Chikku Bukku Rayile from ‘Gentleman’ (1993)
To enjoy this song it is necessary to turn up the volume because when the beat hits it’s hard not to dance along. Suresh Peters and GV Prakash Kumar did a superb job with their vocals. Peters starts singing as though he is whispering but then when the bass hits he becomes more lively putting emphasis on certain words. Rahman is simply a mastermind who likes to make use of everything around him, take this song for example. The song is set at a train station and he has smartly used the sound of a train chugging along for the background music in certain portions of the song. Also the way he used a traditional instrument, the shehnai and used it with various types of drums was outstanding.

For this song Gautami, Prabhu Deva and his brother Raju Sundaram made a special appearance in the film. Hats off to the choreographer for this song as the dance steps for both Deva and Sundaram were jaw dropping. Not only this there were elements of comedy where they used effects. Even after so many years this Tamil song is still very popular.

Kya Kare, Kya Na Kare from ‘Rangeela’ (1995)
It wouldn’t be wrong to say that the whole album of ‘Rangeela’ in itself is a treat for the listener. It was Rahman’s first Hindi soundtrack album which fetched him two Filmfare awards.

It felt as though Rahman really wanted to experiment with this soundtrack as he used instruments in such a powering manner that one is left mesmerised. The use of percussion instruments such as the flute and the violin blows one away. In one portion of the song he has Udit Narayan singing and cleverly uses the drum in the background which gives the effect of a gong.

The beginning of the song starts off mellow but as it continues it builds up with the sound of the saxophone and background singers. Then forty seconds into the song Rahman hypnotises the listener with his powerful melody such is the impact of his music.

Ek Bagiya Mein from ‘Sapnay’ (1997)
Once one has heard this song they are unable to forget it. What Rahman did in this song is unheard of for the 90s as he created music that sounded so different but it worked. The vocals of Shankar Mahadevan, Srinivas and K. S. Chithra fit perfectly with the energetic beats of Rahman’s composition. It’s almost as though the song goes through various transitions from a jolly carnival atmosphere to Rajastani beats and then to the kuthu dance portion that could get anyone up and dancing. With the likes of Kajol, Prabhu Deva and Nassar seen grooving to this song they all did justice to his creation.

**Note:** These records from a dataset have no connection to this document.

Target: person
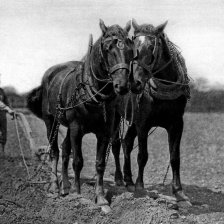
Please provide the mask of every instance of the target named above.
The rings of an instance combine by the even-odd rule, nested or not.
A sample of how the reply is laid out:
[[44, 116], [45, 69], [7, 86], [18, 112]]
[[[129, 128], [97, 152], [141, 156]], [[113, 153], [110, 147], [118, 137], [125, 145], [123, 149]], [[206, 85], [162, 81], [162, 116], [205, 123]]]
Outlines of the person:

Ishq Bina 2 from ‘Taal’ (1999)
There were two versions of this song with the first one being a happier version set at a wedding.
The second one is a more dramatic version where the main character Mansi (Aishwarya Rai Bachchan) is performing the song to a large audience with a full orchestra. This particular piece has both traditional and western sounds mixed together in such a beautiful manner, that it’s flawless. The sound of the tabla and harmonium in the first section is so calming to hear and then as the song progresses the listener is hit with the western beats. The violin and the flute played a very important part in this song without them the song would have been incomplete.

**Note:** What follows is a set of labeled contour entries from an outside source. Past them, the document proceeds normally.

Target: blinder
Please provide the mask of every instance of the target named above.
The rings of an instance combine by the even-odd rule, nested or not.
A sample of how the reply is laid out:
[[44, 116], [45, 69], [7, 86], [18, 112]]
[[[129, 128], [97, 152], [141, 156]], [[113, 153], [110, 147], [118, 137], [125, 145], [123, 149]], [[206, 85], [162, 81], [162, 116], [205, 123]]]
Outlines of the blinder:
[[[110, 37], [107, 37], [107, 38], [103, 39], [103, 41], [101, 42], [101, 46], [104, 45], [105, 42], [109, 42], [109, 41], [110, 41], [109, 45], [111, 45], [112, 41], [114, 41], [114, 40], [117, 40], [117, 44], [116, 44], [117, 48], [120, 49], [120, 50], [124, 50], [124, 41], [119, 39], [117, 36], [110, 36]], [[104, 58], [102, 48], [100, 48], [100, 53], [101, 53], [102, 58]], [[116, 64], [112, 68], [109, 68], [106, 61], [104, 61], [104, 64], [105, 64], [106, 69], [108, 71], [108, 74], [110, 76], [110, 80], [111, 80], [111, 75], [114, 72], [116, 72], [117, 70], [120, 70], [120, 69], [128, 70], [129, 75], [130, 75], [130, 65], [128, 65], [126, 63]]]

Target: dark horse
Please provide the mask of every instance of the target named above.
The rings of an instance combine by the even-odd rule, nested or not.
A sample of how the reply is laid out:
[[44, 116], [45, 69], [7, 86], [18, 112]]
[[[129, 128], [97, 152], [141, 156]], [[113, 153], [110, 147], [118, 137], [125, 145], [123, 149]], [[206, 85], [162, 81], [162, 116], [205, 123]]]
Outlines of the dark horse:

The best way to describe this version would be grand as the music is rich and the sounds of the orchestra truly make one feel as though they’re sat in a theatre listening to this musical piece live.

Kavita Krishnamurthy sung with such power and emotion that her voice syncs with the music perfectly. Also a special mention to the great Sukhwinder Singh who accompanied Krishnamurthy’s vocals.

Latka Dikha Diya from ‘Hindustani’ (1996)
The song was picturised on both Kamal Haasan and Urmila Matondkar who were definitely the right people to have for this song. The song has such energy that a confident dancer would be required to match the beats and in this case they did well in terms of casting.

The late Swarnalata sung for Matondkar in this hip shaking number. Rahman must be praised for the music he created for this film as it is simply out of this world. In Indian cinema it was something new that had never been heard of before. More than twenty years later people are still listening to this song, they feel as though it was something made well ahead of its time as the music is so fresh.

The team at wishes Mr AR Rahman a very happy birthday!